L’assedio è quella condizione umana che tutti i cuori più aperti e sanguinanti sanno percepire. Basterebbe pensare all’assedio infinito del Buzzati del Deserto dei tartari. Siamo assediati da una vita quotidiana fatta di cose da sbrigare, lavoro da subire, rapporti disumani, relazioni a rischio e il risultato è la chiusura del cuore, l’anestesia del desiderio, l’orrore del vivere (“l’armistizio dell’indifferenza” dice l’autrice del libro). L’assedio della vita quotidiana è quello che Mariadonata Villa nel suo libro di poesie di esordio, appunto “L’assedio” (Raffaelli Editore, 84 pagine), analizza, con versi brillanti e spesso commoventi.
La quotidianeità, l’istante, lo smarrimento, la fatica, ma sempre con un pulsare caritatevole di un cuore che ha visto e toccato la speranza. I suoi versi sono squarci fotografici, istantanee che colgono la nostra debolezza, con tenera ironia a volte, con le lacrime in altre occasioni. Sono stanze di vita quotidiana, sono storie colte dallo specchietto retrovisore o fuori di un pub di Edimburgo. Che sia la tragedia delle Twin Towers o un pachistano al semaforo che rimane con la macchina ferma ed esclama “Madonna!”, Mariadonata Villa ci racconta la vita. Il suo è un linguaggio colto, ma per nulla pieno di sé, che pesca dai suoi poeti preferiti come lo scozzese John Burnside o la polacca Ewa Chrusciel o ancora Cesare Pavese. Le loro ombre e i loro fantasmi fanno capolino nella poetica di Mariadonata, così come certe pulsazioni che arrivano forte dalla musica rock, che finalmente viene accolta da un poeta e non considerata roba di “serie B”.
“Non si giunge appena in tempo al capezzale / di un morente / quando il tempo non è che l’attesa / che tutto finisca in un niente / si deve appoggiarsi a braccia / che i bastoni con cui si cammina fanno rumore / pur se animati dalle migliori intenzioni / c’è ancora gente che dorme, la notte, dentro al buio” scrive in La disciplina del guarire.
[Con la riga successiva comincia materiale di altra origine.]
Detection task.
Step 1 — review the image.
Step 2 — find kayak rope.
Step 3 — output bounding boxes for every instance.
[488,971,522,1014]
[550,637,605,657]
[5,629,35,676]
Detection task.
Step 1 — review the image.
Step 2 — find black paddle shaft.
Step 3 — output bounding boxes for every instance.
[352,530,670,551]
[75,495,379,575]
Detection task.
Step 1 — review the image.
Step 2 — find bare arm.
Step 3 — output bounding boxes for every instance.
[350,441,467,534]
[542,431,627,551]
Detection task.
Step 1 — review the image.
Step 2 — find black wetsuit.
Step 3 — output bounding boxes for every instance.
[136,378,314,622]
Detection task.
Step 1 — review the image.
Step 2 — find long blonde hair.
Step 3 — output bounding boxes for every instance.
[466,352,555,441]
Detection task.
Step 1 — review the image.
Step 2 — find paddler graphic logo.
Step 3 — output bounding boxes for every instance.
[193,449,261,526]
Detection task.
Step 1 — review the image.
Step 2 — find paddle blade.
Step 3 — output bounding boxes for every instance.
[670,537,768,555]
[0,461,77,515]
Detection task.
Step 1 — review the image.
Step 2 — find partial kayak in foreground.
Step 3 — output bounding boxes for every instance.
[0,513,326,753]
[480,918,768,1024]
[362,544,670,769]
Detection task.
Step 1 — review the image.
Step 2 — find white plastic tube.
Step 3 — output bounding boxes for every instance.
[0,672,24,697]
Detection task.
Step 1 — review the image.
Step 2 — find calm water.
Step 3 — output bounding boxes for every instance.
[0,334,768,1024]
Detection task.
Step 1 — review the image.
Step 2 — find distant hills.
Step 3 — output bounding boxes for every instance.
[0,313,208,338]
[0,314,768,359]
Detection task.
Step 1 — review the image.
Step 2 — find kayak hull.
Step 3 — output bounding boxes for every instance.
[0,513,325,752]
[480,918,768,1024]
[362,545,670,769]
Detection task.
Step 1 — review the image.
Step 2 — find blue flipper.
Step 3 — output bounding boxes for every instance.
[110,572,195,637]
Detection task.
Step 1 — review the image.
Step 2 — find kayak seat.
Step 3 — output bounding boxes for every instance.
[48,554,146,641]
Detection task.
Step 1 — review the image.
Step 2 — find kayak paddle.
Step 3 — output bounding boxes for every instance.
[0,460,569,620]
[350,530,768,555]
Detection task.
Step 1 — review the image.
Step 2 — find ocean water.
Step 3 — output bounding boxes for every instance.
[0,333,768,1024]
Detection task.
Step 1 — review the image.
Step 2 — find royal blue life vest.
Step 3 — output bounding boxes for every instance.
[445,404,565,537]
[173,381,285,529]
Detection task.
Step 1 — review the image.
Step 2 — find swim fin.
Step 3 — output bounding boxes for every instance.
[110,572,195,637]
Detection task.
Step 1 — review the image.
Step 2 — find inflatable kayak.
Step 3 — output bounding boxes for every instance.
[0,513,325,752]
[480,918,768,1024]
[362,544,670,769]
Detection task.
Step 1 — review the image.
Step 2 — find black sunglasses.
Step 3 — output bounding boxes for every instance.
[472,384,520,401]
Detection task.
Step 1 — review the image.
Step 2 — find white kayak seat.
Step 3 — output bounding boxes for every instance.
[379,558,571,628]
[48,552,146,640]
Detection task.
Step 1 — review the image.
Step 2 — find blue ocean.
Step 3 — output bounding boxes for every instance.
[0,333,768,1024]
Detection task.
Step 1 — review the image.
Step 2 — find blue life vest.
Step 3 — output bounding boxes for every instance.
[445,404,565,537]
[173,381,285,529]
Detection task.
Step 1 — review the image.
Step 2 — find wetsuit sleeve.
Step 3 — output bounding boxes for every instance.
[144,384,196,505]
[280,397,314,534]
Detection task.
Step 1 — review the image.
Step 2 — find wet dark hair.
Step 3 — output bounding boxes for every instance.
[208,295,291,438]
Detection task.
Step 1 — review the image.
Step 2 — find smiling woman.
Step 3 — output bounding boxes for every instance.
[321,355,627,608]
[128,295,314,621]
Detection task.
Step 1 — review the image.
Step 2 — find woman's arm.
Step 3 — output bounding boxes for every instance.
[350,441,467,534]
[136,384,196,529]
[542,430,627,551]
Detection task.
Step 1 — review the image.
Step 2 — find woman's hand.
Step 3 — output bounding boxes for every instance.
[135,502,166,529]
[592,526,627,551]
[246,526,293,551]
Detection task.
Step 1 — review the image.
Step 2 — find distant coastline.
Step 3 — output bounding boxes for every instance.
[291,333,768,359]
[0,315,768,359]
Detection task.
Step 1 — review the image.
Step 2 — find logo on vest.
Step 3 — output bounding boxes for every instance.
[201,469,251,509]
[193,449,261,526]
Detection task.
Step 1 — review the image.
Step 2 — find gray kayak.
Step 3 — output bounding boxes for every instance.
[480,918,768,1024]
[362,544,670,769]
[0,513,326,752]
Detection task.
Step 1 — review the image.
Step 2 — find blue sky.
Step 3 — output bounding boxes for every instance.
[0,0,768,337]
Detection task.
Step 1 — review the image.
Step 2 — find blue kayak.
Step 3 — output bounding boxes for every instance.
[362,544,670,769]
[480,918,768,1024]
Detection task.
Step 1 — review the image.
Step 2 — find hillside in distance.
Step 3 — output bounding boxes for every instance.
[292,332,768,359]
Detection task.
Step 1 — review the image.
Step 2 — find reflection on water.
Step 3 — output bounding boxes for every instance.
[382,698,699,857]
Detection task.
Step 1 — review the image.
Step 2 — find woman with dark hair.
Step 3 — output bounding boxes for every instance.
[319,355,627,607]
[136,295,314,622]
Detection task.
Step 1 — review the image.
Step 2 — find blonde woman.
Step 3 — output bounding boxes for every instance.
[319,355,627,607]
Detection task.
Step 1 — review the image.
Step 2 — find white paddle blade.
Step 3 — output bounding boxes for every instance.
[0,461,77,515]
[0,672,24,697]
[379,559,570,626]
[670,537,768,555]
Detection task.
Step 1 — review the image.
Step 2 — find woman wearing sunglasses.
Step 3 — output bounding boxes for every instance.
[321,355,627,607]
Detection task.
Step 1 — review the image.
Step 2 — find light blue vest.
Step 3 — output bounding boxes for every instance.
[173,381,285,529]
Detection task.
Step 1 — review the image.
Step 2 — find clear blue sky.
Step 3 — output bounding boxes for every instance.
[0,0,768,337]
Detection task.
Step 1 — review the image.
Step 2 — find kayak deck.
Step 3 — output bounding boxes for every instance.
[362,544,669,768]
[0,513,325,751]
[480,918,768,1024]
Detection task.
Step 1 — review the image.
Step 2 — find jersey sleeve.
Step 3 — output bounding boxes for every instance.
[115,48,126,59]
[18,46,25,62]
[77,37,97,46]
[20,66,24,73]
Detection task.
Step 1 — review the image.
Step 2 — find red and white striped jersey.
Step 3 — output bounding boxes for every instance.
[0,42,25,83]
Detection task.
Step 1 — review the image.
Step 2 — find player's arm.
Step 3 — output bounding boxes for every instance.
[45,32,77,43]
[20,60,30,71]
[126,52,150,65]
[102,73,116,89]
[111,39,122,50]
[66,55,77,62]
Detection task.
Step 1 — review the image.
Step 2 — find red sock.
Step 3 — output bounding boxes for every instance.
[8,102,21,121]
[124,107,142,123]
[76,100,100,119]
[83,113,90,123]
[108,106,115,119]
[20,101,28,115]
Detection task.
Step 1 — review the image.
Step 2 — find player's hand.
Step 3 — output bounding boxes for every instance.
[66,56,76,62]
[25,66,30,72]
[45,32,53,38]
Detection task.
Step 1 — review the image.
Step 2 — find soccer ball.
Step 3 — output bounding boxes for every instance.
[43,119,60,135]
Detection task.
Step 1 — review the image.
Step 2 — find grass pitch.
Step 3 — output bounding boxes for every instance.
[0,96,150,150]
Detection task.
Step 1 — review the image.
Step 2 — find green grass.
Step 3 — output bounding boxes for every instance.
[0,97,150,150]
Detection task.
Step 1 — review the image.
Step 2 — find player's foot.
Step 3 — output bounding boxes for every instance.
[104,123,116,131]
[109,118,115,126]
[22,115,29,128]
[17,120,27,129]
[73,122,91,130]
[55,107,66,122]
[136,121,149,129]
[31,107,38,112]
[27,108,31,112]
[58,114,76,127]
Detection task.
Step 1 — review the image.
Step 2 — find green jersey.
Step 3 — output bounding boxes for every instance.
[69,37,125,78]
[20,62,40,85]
Altrove coglie la tenerezza di un sospiro: “non si è mai pianto abbastanza per qualcuno / il cuore è questo asfalto / che l’acqua lava via, pulito e freddo / e il rumore di vetro rotto in lontananza”.
La poesia dell’istante, verrebbe da chiamarla quella di Mariadonata Villa: “La mattina presto, o dentro al cuore / della notte decidi / tu dove mettere nel tempo / queste quattro e nove / minuti / si sente il rumore degli angeli / un volo sulla città / nella notte fredda / si sente l’odore della pioggia / che arriverà come un marzo verde / i termosifoni della casa sono spenti“.
Come Raymond Carver, come un milione di canzoni rock, è nel silenzio dei termosifoni che si coglie la realtà: Mariadonata Villa con la sua poesia ci incita a imparare a guardare la realtà, cosa che abbiamo smesso di fare da tempo. Quella realtà che passa inevitabile per il Duomo sotto la neve, quel 24 febbraio: “La neve continua / sopra la grande distrazione di Milano / la piazza piena e la bara che ondeggia / come una culla di padre in figlio / sono un canto di gloria / più alto del ghiaccio“. Quel 24 febbraio, funerali di don Luigi Giussani.